Here are some specifics:
1. No special worms, just worms found in my soil. They do a great job, multiply like crazy. Started with about 100 worms, and in just a couple spring/summer months they were everywhere in the box, and much bigger/healthier looking than when I put them in.
2. Lined the sides of the box with native soil so the worms could recognize the environment.
3. I use 1 1/2" rock at the outflow end of the box, wrapped in a large rectangle of chickenwire, folded over several times to make it strong, to block the end, but allow water to escape. I am not a woodchip fan, because they break down and get into the waterline and plug it up. Rocks worked well in my greywater reed beds, are easy to take out and rinse off and return if necessary.
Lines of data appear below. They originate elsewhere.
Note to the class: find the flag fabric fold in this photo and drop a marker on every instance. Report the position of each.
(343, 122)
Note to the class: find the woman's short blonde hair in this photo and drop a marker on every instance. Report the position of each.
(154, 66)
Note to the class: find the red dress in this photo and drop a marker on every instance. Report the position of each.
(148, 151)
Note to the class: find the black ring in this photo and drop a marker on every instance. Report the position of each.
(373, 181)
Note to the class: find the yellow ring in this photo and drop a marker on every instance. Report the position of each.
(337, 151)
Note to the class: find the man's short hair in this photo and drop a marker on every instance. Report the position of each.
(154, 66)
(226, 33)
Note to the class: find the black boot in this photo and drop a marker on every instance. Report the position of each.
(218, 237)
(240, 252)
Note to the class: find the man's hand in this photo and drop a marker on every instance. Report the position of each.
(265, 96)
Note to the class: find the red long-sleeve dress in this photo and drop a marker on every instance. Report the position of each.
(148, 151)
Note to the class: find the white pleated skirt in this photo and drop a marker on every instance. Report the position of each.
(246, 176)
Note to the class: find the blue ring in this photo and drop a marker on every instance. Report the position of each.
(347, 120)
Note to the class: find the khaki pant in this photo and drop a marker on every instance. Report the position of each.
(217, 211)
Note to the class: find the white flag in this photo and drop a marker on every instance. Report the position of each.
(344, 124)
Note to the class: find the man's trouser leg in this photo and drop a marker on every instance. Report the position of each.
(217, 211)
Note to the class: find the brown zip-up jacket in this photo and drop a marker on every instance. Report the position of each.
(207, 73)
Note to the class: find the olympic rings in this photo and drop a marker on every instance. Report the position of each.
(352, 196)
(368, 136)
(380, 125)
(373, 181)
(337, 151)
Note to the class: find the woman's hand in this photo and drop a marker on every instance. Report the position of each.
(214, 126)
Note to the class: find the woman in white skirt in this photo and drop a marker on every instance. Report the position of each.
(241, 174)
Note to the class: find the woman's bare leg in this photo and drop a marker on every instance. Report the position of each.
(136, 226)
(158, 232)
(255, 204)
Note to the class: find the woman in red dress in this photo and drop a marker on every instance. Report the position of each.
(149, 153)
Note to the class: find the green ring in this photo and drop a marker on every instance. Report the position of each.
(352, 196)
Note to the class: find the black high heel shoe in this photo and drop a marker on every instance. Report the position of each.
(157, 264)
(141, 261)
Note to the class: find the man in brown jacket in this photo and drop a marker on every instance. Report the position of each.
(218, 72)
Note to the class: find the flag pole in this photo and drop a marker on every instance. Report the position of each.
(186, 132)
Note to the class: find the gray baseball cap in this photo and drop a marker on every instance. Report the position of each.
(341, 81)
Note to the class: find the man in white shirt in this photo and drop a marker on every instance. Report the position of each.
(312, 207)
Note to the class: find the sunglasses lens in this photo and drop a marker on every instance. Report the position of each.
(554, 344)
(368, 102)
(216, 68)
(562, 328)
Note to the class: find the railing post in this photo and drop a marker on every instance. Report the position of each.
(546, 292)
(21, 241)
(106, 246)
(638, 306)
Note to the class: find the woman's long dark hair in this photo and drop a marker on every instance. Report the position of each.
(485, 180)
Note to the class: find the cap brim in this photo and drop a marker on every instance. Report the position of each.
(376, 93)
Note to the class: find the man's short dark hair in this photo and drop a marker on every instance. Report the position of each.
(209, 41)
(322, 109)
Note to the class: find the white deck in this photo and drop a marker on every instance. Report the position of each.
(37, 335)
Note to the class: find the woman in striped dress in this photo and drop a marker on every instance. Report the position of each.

4. The water from the washing machine does not go through this box, because it seems like a lot of water in a day (sometimes 4 loads) that might cause issues with the worms and draining too slowly, or flushing the vermicompost out too vigorously, so we rerouted that water to come in farther down the line.
5. The original setup of the interior of the box was to line the sides with native soil, then fill the middle third of the box with shredded paper, shredded egg cartons, about half the depth of the container. All torn/shredded paper can be thrown in here.
6. Added a smaller box downhill/downstream from the first main box that catches any worms that sneak out, and compost that washes out. This is an experiment just in case using the compost in the landscape was possible, and to make sure the worms were collected and moved/managed easily without having to go into the main box.
Six months later, the box contents looks like vermicompost, no odor, the worms are everywhere. The contents stays at a level of about half full. Not a lot of vermicompost gets collected in the second box. I just can't say enough how impressive this is, and would highly recommend it over a plain composting toilet.